Court Opinion

ID: 5845334
Source: CourtListenerOpinion
Date Created: 2022-01-12 23:43:57.941149+00
Date Added: 2024-06-11T08:43:54.512348
License: Public Domain

Kupferman, J.P., and Fein, J.,
dissent in part in a memorandum by Kupferman, J.P., as follows: The plaintiffs-appellants, husband and wife, submitted photographs of themselves for an advertisement for a diamond company. The defendant Cochran, a professional photographer, turned the photographs over to an advertising agency which utilized the photographs in connection with advertising material for a book published by defendant. The book was entitled “Crazy Love”. In the advertisement, the plaintiffs’ photograph was set in a frame with shattered glass with a description of the book in a pamphlet describing book selections for the members of a book club. The advertisement talked about a young girl who married with high hopes and girlhood dreams a man who was going mad and had bizarre fantasies. It was clear that the plaintiffs’ photograph accompanied the text, and the heading over the title “Crazy Love” had the statement “An Autobiographical Account *918of Marriage and Madness”. The plaintiffs sued for violation of their right of privacy and for libel, and the defamation cause was dismissed, as was a cause of action for punitive damages in connection therewith.

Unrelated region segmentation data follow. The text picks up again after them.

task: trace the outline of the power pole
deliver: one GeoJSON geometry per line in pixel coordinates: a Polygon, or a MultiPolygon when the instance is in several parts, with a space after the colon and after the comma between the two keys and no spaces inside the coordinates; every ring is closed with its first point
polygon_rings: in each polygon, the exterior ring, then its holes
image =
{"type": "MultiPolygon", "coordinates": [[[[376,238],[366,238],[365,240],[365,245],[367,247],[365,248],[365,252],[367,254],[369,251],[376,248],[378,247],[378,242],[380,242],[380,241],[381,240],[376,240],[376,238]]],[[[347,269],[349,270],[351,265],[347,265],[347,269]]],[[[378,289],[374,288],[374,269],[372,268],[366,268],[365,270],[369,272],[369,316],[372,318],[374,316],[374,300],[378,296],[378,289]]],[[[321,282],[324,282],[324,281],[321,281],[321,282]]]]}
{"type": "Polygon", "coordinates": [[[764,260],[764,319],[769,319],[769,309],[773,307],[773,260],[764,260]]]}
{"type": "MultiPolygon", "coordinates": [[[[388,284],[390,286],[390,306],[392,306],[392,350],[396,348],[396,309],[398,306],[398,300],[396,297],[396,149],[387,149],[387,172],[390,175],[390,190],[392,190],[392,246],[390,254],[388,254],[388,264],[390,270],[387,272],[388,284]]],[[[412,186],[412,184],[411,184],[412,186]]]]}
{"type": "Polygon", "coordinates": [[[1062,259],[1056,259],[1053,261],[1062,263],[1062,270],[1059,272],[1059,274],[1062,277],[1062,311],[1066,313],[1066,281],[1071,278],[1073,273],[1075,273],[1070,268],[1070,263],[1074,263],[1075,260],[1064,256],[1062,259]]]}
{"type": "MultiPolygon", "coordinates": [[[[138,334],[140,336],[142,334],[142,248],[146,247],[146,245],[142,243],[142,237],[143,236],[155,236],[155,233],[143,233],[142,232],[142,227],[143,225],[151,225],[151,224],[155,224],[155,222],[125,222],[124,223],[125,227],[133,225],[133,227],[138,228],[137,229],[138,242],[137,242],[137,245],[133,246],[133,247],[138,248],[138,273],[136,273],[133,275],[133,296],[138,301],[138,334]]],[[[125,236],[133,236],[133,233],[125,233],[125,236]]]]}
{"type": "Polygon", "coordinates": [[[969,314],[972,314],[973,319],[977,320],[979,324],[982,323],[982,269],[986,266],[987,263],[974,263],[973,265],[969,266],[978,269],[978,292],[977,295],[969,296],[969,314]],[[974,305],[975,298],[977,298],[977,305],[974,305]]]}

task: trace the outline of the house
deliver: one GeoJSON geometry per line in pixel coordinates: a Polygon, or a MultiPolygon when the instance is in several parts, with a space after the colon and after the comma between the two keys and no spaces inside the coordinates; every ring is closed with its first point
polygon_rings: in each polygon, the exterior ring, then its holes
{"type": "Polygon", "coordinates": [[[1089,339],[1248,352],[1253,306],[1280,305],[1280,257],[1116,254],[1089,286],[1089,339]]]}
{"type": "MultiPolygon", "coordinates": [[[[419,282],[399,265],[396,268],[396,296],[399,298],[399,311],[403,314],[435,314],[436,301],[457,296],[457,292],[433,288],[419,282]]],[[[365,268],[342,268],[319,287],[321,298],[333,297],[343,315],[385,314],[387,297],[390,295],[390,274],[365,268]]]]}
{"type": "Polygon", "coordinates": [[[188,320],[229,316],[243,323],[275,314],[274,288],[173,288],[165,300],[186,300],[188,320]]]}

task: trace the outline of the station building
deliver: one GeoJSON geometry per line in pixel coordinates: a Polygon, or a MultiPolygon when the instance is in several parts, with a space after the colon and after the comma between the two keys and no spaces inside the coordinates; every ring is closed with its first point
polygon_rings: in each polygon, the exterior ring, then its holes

Technically, there is no dispute in dismissing the punitive damages count, inasmuch as it does not state a separate cause of action. (Kallman v Wolf Corp., 25 AD2d 506; Liffman v Booke, 59 AD2d 687.) These plaintiffs are not public figures. (See Time, Inc. v Firestone, 424 US 448.) Even if they were: “ ‘While one who is a public figure or is presently newsworthy may be the proper subject of news or informative presentation, the privilege does not extend to commercialization of his personality through a form of treatment distinct from the dissemination of news or information’. (Gautier v Pro-Football, Inc., 304 NY 354, 359)”. (See, also, Reilly v Rapperswill Corp., 50 AD2d 342, 345.) The use of their photograph in connection with this story could very well have created an incorrect impression putting the plaintiffs in a false light. (See Presser, Torts [4th ed], pp 812-813, “False Light in the Public Eye”, discussed in Arrington v New York Times, 78 AD2d 839 [dissent].) (See, also, Zacchini v Scripps-Howard Broadcasting Co., 433 US 562, 573; and Á Study of Defamation Litigation, American Bar Foundation Research Journal, vol 1980 Summer, No. 3, p 488.) I would reverse and reinstate the libel cause and a punitive damage cause in connection therewith.